Двор величиной был с комнату, так что коляска стукнула дышлом в угол и распугала кучу кур, которые с кудахтаньем бросились стремительно, иные даже в лёт, в разные стороны; да большая чёрная собака начала рваться на цепи направо и налево, с отчаянным лаем, стараясь достать за морды лошадей.
Обломов сидел в коляске наравне с окнами и затруднялся выйти. В окнах, уставленных резедой, бархатцами и ноготками, засуетились головы.

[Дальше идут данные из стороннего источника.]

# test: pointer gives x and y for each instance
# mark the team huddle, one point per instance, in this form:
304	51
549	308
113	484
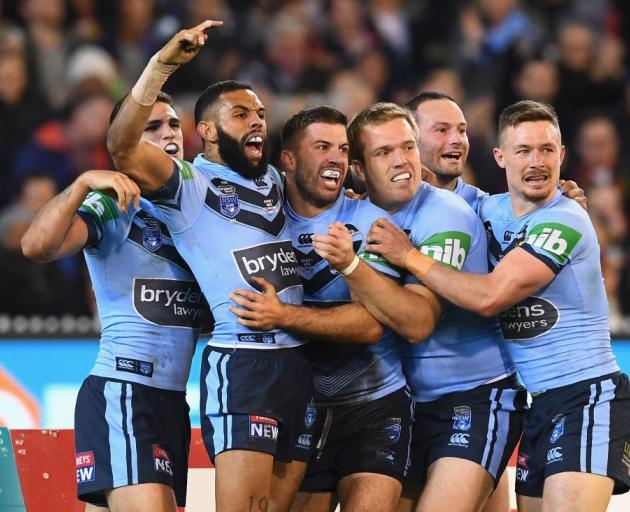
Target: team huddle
380	353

Обломов кое-как вылез из коляски; собака пуще заливалась лаем.
Он вошёл на крыльцо и столкнулся с сморщенной старухой, в сарафане, с заткнутым за пояс подолом:
– Вам кого? – спросила она.
– Хозяйку дома, госпожу Пшеницыну.
Старуха потупила с недоумением голову.
– Не Ивана ли Матвеича вам надо? – спросила она. – Его нет дома; он ещё из должности не приходил.

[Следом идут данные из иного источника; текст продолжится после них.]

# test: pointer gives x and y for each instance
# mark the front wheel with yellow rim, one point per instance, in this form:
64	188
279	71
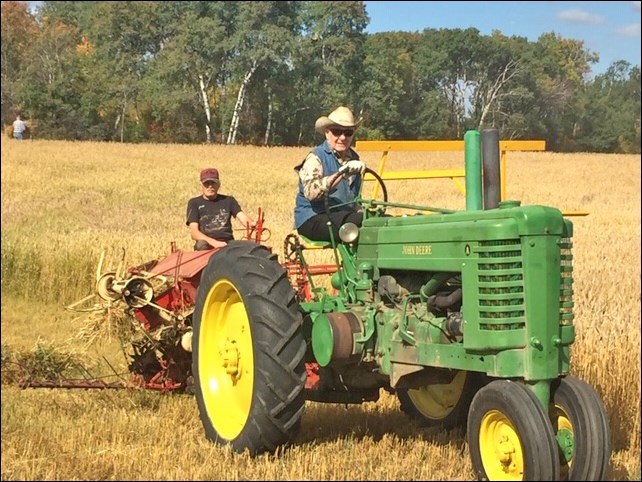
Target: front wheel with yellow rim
510	436
581	426
248	350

– Мне нужно хозяйку, – сказал Обломов.
Между тем в доме суматоха продолжалась. То из одного, то из другого окна выглянет голова; сзади старухи дверь отворялась немного и затворялась; оттуда выглядывали разные лица.

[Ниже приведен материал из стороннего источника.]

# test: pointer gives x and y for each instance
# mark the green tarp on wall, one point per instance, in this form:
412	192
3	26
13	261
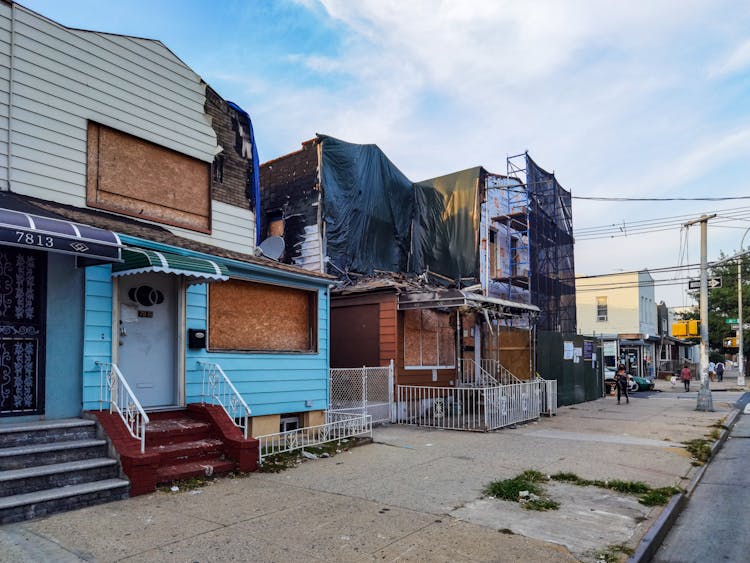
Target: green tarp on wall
446	225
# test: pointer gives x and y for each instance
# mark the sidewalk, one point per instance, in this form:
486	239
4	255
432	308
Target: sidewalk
414	495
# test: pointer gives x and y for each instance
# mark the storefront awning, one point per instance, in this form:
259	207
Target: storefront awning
140	260
35	232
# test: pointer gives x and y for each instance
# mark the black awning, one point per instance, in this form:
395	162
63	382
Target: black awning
27	230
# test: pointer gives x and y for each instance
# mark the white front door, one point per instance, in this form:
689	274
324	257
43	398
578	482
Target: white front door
148	337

Обломов обернулся: на дворе двое детей, мальчик и девочка, смотрят на него с любопытством.
Откуда-то появился сонный мужик в тулупе и, загораживая рукой глаза от солнца, лениво смотрел на Обломова и на коляску.
Собака всё лаяла густо и отрывисто, и, только Обломов пошевелится или лошадь стукнет копытом, начиналось скаканье на цепи и непрерывный лай.
Через забор, направо, Обломов видел бесконечный огород с капустой, налево, через забор, видно было несколько деревьев и зелёная деревянная беседка.
– Вам Агафью Матвеевну надо? – спросила старуха. – Зачем?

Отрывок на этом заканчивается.